The Shoah is past. What am I to make from my living Jewish flesh? Just before my fortieth birthday, I was invited to the Vermont Studio Center as a visiting artist and writer. It was the spring of 1990. The weater was bitter cold and the snow dirty. The long Vermont mud season was beginning. I was given a small, stark room with plenty of light and heat and the opportunity to work without distractions for two weeks. What you see is the result of that intense burst of study, prayer and artistic fury. These collages and kvitls* were a catharsis for the pain that I felt as a spiritual descendant of Jewish Holocaust victims.
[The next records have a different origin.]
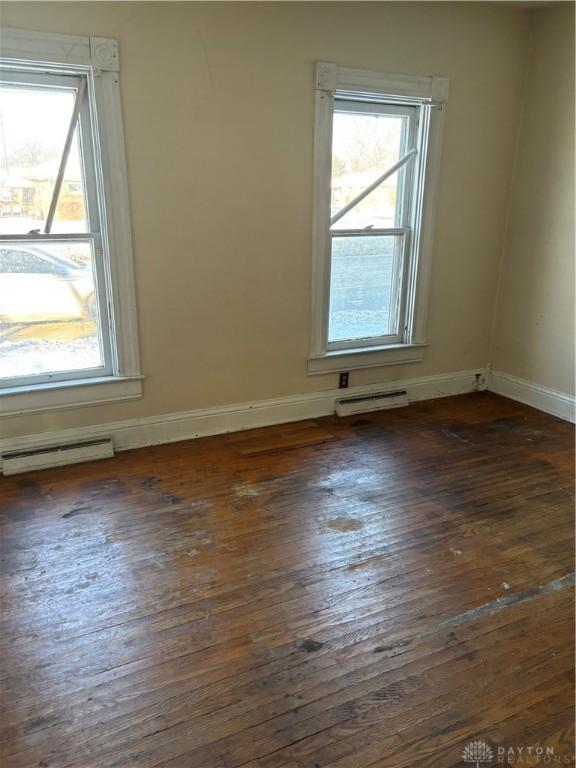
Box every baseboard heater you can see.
[336,389,410,416]
[2,438,114,475]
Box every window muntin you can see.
[326,98,418,351]
[0,67,113,387]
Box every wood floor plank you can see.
[0,393,574,768]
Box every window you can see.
[308,63,448,373]
[0,29,142,413]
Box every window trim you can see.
[0,27,143,415]
[307,62,449,374]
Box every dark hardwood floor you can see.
[0,394,574,768]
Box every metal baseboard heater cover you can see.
[2,438,114,475]
[336,389,410,416]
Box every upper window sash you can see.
[0,26,143,414]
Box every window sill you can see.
[308,344,428,375]
[0,376,143,416]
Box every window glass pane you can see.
[331,112,408,229]
[0,242,103,378]
[0,84,88,235]
[328,234,402,342]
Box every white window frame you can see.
[308,62,449,374]
[0,27,143,416]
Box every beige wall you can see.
[2,2,529,436]
[492,3,574,394]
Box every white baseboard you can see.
[488,371,576,423]
[0,368,486,468]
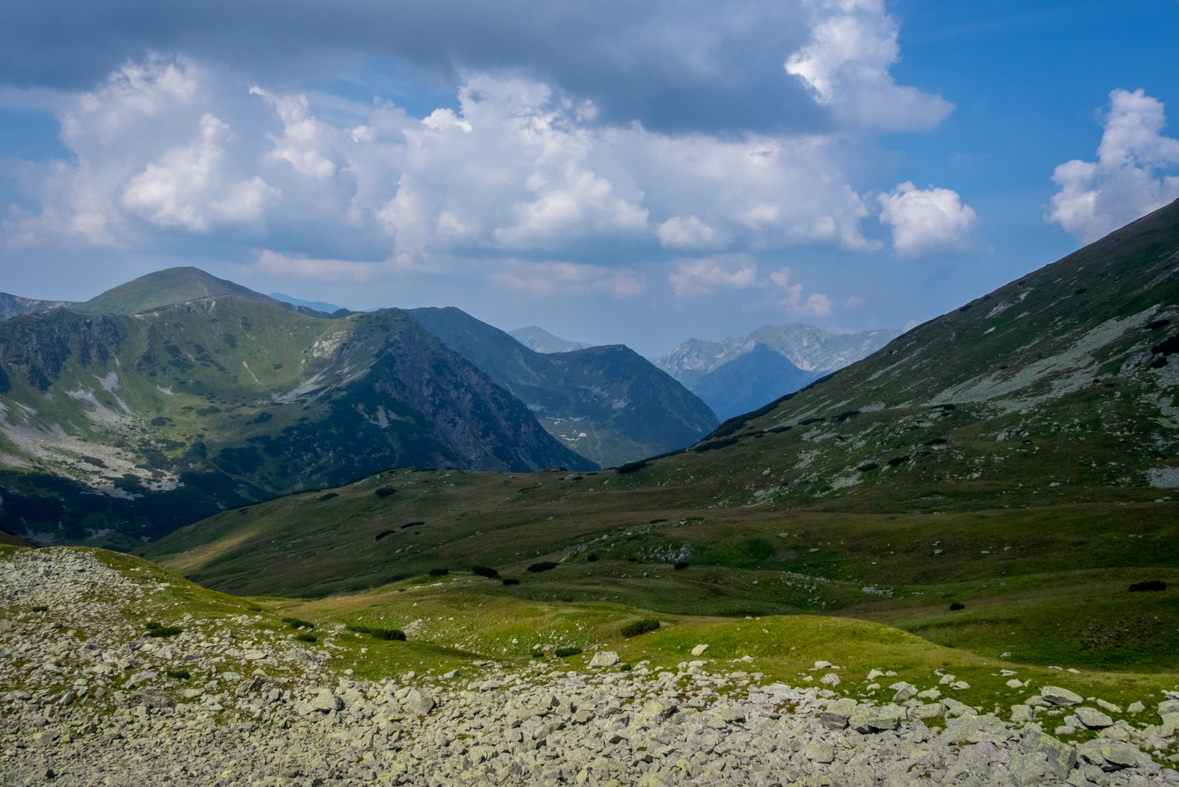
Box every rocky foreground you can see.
[0,549,1179,787]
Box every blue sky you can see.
[0,0,1179,356]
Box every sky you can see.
[0,0,1179,357]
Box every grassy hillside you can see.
[0,296,592,548]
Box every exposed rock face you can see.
[0,296,595,549]
[0,549,1179,787]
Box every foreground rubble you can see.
[0,549,1179,787]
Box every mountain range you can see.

The whole purpose of the "final solution" was to keep people like me from being born. I have not done much "Holocaust Art" nor grieving since that fortnight four years ago. Instead my wife and I have focused our energies on raising our only daughter as a religious American Jew and supporting the state of Israel through the American Jewish Committee and Middle East Forum. Presently, I am working on a series of lyrical kvitls for a post-Holocaust Judaism and new millennium.

*A kvitl is a small, folded message that highly religious Jews of Eastern Europe inserted into the crevices of tombstones of great rabbis and sages. Kvitls ofter petitioned the spirit of the departed or the Almighty to answer prayers or grant wishes.